At the end of the 1950s Page retired from the pop business and, after a brief period managing a pub in Wales, was appointed by Eric Morley’s Mecca Enterprises to manage the Orchid Ballroom in Coventry. There, he set about hosting talent contests and established himself as a talent spotter, his finds including Johnny Goodison, who would become Johnny B Great and the Goodmen.

In 1963 Page co-founded a production company and left Coventry for London to act as co-manager to a north London pub group called the Ravens. The band was rechristened the Kinks, and Page was credited with dressing the band in black leather and encouraging them to project a sexier image by using their guitars on stage as “phallic symbols”. He also pushed Ray Davies into the spotlight as the group’s front-man, sharing co-writing credits with Davies for Revenge (1964).

Within a year of Page’s appointment, the Kinks had scored major hits with You Really Got Me, All Day and All of the Night and Tired of Waiting and were rated the third most successful pop group in Britain.

But tensions between Page and his two co-managers, and internal frictions within the band, culminated in Page being shown the door in 1968 after a three-year legal battle, an appeal-court judge observing sympathetically that almost anything a manager might do “could induce hatred and distrust in a group of highly temperamental, jealous and spoilt adolescents”.

In the meantime, Page had enjoyed success helping to organise tours of the UK by American artists including Sonny & Cher. Inspired by the example of the Rolling Stones producer Andrew Loog Oldham, who had put together his own orchestra to record instrumental versions of Stones hits, he put together the Larry Page Orchestra and in 1965 released Kinky Music, featuring the future Led Zeppelin member Jimmy Page.

Page made instrumental albums
Page made instrumental albums

By 1966 Page was managing the Troggs, who had a massive hit that year with their second single, Wild Thing, which reached No 2 in the UK and No 1 in the US. They had a UK No 1 hit the same year with With a Girl Like You and earned helpful publicity when their humorously suggestive I Can’t Control Myself was banned from the airwaves in Australia.

Page was never short of publicity wheezes.
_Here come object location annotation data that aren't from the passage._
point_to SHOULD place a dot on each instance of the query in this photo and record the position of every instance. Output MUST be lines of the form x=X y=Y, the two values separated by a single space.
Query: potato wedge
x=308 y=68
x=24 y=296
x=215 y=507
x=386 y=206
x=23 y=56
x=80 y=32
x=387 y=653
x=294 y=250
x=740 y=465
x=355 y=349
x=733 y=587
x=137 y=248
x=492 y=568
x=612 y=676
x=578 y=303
In April 1967 he announced that Chris Britton was leaving the Troggs to lead a moral crusade to clean up the pop world. The saga kept the press occupied for several weeks, until Page supposedly persuaded the lead guitarist to return by threatening him with a lawsuit for breach of contract. As Britton admitted years later, it was all a Page-orchestrated hoax.

By the end of 1967 several more Troggs releases, including Any Way That You Want Me and Love Is All Around had made it into the top 10.

Most of these were released on Page’s own record label, Page One, but the fact that he was also the group’s manager and agent led to an obvious conflict of interest, as Britton recalled: “[As manager] he was turning around one day and saying, ‘Hey, Larry, how about these boys getting a break from recording and going to America?’ and with his record company hat on he’d say, ‘No, no, we’re going to make money out of them in England!’ ”

Page’s management contract with the Troggs ended in court in 1968, though, strangely, he would resume managerial duties for the band in the 1970s, and for the Kinks from the mid-1980s to early 1990s.

In the meantime, there were several more Larry Page Orchestra albums and his record labels (Page One Records was replaced by Penny Farthing Records in 1969) remained busy, releasing Venus by the Dutch group Shocking Blue in 1969 before notching up huge hits with Vanity Fare’s Hitchin’ a Ride in 1970 and Daniel Boone’s novelty song Beautiful Sunday in 1972.

He recorded the comedy band the Barron Knights, though his attempts to turn them into a mainstream pop group failed. He was also, for good or ill, the guiding influence behind Chelsea FC’s Blue is the Colour anthem (1972).

In later life Page, who moved to Avoca, New South Wales, in 2000, derived much of his income from his share of the publishing rights for Love Is All Around after it was recorded by Wet Wet Wet for the soundtrack to Four Weddings and a Funeral (1994) and subsequently spent 15 weeks at No 1 in the UK.

Page was married three times, and had two daughters from his first marriage and a daughter and a son from his second.